The real cosmetic-surgery success story, though, is the booming world of fillers. Since the invention of the naturally derived synthetic formulas Restylane and JuvĂ©derm (both of which contain hyaluronic acid, which occurs naturally in the body), we have become a nation of needle addicts. In 2005, 230,000 nonsurgical procedures were carried out, compared with a jaw-dropping 472,000 in 2007. Still, even the needle-friendly may baulk at the idea of injecting animal tissue into their face. Evolence, a filler made from the collagen found in pigs’ tendons, was approved in the UK four years ago but was granted permission for use in the United States only last June.

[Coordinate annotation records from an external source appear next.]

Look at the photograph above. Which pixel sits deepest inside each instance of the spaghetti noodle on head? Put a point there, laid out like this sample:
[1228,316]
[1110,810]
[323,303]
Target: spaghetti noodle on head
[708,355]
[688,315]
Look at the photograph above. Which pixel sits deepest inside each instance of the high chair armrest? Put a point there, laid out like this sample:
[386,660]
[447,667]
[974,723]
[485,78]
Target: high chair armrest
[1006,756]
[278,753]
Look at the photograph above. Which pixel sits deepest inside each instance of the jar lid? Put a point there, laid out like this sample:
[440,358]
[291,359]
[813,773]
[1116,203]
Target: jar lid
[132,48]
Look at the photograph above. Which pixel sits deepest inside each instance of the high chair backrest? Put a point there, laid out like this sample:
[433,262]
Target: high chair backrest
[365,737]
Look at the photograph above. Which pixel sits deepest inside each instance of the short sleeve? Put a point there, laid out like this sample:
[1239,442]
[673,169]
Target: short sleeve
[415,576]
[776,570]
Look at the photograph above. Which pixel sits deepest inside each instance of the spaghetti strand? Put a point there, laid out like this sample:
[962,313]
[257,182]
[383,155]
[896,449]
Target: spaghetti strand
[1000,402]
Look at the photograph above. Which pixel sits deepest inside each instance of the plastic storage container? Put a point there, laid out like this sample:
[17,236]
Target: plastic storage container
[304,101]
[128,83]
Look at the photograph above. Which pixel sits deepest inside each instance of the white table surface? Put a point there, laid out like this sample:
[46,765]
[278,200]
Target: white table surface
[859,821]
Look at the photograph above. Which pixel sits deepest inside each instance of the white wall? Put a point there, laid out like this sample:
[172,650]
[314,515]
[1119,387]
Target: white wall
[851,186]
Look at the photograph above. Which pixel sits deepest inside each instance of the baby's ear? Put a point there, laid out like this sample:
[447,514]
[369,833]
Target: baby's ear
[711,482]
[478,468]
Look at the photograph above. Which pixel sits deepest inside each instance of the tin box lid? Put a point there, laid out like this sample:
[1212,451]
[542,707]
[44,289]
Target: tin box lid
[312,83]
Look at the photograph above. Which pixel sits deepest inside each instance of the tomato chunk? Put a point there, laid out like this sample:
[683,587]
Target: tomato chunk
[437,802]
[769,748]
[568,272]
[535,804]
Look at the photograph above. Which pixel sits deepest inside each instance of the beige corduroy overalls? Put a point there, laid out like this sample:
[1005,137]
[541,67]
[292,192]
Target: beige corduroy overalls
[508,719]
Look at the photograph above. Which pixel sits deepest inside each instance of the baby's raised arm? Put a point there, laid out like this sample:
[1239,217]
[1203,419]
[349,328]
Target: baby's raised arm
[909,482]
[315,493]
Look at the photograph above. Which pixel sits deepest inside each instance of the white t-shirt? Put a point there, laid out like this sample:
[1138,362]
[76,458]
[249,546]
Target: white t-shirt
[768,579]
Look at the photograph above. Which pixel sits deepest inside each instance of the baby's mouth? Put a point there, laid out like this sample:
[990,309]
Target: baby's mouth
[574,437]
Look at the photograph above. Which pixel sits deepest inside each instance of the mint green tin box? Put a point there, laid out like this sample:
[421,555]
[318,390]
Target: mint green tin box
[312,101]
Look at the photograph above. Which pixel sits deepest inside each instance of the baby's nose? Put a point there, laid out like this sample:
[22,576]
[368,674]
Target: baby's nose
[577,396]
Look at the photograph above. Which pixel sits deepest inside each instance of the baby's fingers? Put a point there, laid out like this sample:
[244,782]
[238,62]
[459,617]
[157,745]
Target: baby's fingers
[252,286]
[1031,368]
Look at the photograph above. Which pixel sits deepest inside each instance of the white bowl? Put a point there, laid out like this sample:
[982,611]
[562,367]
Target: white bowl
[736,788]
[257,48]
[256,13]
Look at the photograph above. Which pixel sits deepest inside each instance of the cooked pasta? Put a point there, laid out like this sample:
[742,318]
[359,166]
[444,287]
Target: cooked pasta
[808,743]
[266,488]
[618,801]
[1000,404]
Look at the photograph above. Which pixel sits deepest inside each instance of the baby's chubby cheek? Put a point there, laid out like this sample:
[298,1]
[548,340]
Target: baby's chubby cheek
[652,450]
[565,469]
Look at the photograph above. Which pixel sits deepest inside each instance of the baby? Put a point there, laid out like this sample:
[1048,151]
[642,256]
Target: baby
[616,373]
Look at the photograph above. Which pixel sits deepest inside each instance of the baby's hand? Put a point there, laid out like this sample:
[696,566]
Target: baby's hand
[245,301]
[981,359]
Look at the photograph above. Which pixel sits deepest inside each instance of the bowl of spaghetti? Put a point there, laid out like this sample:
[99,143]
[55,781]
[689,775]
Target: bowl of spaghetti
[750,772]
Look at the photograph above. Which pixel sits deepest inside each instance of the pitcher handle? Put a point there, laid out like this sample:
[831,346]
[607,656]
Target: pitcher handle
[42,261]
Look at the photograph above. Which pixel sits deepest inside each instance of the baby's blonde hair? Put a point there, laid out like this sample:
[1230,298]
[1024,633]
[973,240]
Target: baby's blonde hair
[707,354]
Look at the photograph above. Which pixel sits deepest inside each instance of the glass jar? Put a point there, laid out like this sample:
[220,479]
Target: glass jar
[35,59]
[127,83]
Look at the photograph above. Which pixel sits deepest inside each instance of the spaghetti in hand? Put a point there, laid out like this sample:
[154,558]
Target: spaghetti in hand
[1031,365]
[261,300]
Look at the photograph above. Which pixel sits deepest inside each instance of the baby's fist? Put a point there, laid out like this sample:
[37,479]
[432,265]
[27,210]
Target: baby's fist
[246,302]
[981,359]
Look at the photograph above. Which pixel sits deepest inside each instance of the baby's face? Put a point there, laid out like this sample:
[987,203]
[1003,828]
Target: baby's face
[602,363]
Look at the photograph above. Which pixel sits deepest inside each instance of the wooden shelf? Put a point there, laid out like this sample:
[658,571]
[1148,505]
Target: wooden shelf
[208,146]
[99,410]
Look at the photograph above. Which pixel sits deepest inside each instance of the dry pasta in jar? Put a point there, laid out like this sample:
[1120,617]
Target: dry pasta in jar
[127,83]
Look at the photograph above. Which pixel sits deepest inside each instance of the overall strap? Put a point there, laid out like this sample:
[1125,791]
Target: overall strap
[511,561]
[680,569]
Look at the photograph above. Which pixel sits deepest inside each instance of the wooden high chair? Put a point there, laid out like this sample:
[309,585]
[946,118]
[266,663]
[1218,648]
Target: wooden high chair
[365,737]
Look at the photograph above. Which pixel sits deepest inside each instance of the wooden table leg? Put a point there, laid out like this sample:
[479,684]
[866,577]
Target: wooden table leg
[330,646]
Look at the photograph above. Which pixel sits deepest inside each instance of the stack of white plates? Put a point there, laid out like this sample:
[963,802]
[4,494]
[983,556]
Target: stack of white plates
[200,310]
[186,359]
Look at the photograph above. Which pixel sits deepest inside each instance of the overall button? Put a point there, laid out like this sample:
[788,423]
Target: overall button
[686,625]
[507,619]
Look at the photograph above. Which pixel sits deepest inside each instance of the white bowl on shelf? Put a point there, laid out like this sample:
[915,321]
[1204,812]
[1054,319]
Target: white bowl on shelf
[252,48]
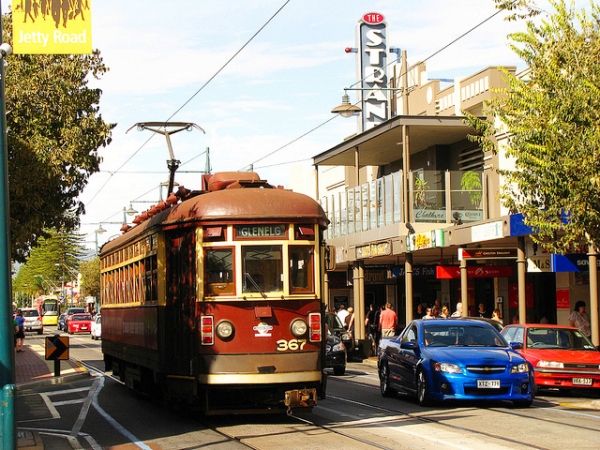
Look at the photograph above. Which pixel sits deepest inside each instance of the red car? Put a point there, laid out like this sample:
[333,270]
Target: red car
[79,323]
[562,357]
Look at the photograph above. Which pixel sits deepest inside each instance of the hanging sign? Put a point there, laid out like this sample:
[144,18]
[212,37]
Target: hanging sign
[52,27]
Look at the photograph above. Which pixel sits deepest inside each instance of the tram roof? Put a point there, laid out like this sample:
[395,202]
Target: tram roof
[255,205]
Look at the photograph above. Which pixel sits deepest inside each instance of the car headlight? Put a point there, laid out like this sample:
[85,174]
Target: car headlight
[520,368]
[447,367]
[225,330]
[551,364]
[298,327]
[338,347]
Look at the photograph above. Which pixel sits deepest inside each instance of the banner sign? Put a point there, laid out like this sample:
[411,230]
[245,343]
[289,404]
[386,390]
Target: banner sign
[373,69]
[52,27]
[487,253]
[372,250]
[419,241]
[571,262]
[450,272]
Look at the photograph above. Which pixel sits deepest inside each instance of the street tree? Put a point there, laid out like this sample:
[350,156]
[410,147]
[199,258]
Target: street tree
[53,262]
[54,131]
[552,119]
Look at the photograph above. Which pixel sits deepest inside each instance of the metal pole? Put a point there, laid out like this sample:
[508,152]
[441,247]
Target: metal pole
[7,356]
[521,273]
[593,266]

Now, wealthy Manhattanites are flocking to try out the latest wonder filler on the block.
Back in Britain, the pigs’ tendons have been received with a dose of scepticism. “I tried Evolence on a few of my patients, but it didn’t give the desired results,” claims one leading surgeon, who didn’t wish to be named. “When inserting a foreign body into the skin, there is a greater risk of allergy, and some patients developed lumps that had to be corrected.”

Sara Hamley, 44, an events organiser and Restylane devotee, also has her reservations. “Restylane is the gold standard — it’s a naturally derived product, not from an animal. There’s just something not right about putting an animal’s chemical make-up into your body. I would prefer a piece of plastic, to be honest.”
Finally, a sobering piece of advice from Grover: “When you read about something new, if a product sounds too good to be true, it probably is.” By the same principle, if something sounds utterly gruesome, it probably is, too.